NIST Framework Outlines Cyber Physical Systems Security Challenges

The goal of the working group’s framework is to establish a common language around CPS to facilitate clear communication among stakeholders like architects, engineers, and users. To that end, the framework lays out a set of overarching concepts, their relationships, and the terminology used to discuss them. Cyber physical systems (CPS), for instance, are defined as those that “integrate computation, communication, sensing, and actuation with physical systems to fulfill time-sensitive functions with varying degrees of interaction with the environment, including human interaction.” The document goes on to call out common characteristics of CPS, which include:

• Comprised of both computational and physical components,
• Support a variety of communication modes,
• Sensing and controls loops (and feedback) are central,
• Systems result from co-design of the hardware and software,
• Need awareness of time (and often physical location to an appropriate level), and 
• Interactive with environment.

Additional considerations for CPS arise from frequently shared qualities - often taking a systems of systems approach (SOS), benefiting from standardization, the need for systems and architectures to support flexibility across applications and domains, often performing critical applications, the necessity of security, and the prominence of data exchange in system operation.

The draft highlights five properties for CPS trustworthiness: cybersecurity (or security), privacy, safety, reliability, and resilience.
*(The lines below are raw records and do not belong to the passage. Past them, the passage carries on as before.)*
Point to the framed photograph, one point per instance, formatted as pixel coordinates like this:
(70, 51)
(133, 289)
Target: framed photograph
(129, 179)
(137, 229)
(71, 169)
Exploration of cybersecurity for CPS underscores resilience as the most important feature. The other four elements, like reliability, are significant as well but fall secondary. At the same time, the treatment of resilience suggests a strong link to establishing and maintaining security. Challenges surrounding the provision of cybersecurity for CPS are numerous and complex. The ongoing evolution of CPS through integration of technologies and expansion of operational conditions adds further complexity to the issue. Other trustworthiness challenges stem from the system-of-systems approach adopted for some CPS and the demand for extreme scalability.

These challenges are likely to draw additional attention to the overlap and divergence between CPS and IT systems. While CPS are susceptible to some of the same cybersecurity issues that IT systems face, some shared challenges differ in their levels of criticality. The physical components of CPS may give rise to challenges beyond those related to IT components. This also means that some IT cybersecurity solutions may not fully address CPS cybersecurity requirements. The physical component of CPS creates possibilities for novel protection strategies. Beyond demand for resilience and reliability, the requirements around privacy will also evolve beyond those faced by IT systems. Vendors well positioned to expand and adapt cybersecurity tools and mechanisms for CPS will be able to take advantage of these emerging opportunities.

The 213-page draft framework is available for public comment until November 2, 2015.